The semantic of short text plays a decisive role in the spreading of it. Semantic computing of short text is of great significance in community discovery of online social network, network topology structure analysis, recommendation of nodes, targeted advertising, management of organization structure, identification of terrorist organizations and so on. For instance, when someone raises a question on the quiz module of Sina Weibo, deciding to whom to send the question to get an accurate answer is a typical problem about organization structure management. If the semantic vector coordinates of the node and the question are known, we can get the semantic distance as well as the set of nodes which forward that question by computing the semantic norm. Also, the traditional online community discovery often recognizes the community network topology through the connection between nodes instead of the calculation of semantic distance (Pan-Pan, & Jian, 2013; McPherson, Smith-Lovin, & Cook, 2001). The measurement of information without the support of semantic information lacks sufficient foundations. Using vectors to describe the information of short text online has become a problem of great significance. Considering the characters that a Weibo post is short but rich in semantics, has strong semantic impact and is high real-time, and combining it with the semantic information and historical information of the node itself, in this paper, we put forward a semantic vector measurement model to describe Weibo content.
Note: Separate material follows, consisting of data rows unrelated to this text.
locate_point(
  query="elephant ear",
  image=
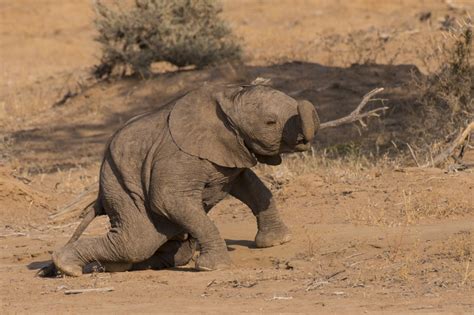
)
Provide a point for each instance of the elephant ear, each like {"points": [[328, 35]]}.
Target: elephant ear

We calculate the semantic distance by describing semantics through multidimensional vectors. We can detect emergent topics, identify opinion leaders, conduct rumor analysis and recommend Weibo content and nodes based on this model.
Combining with the features above and the current work, the contributions of this thesis include:
- •
In this article, we build the corpus according to plenty of Weibo short texts and do training about numeralization and vectorization of text in combination with general news corpus.
- •
Combining with the characteristic that texts are short, we “amplify” the semantic meanings of keywords and “narrow” the semantic meanings of words that are not important in order to build a clearer profile of the semantic meanings of short texts.
- •
In order to classify and organize Weibo short texts depending on numerical and vectorial results, besides amplifying and narrowing semantic meanings, we also build up a model of the equivalence classes of short texts, and improve its ability of classification through closure extension of semantic meanings.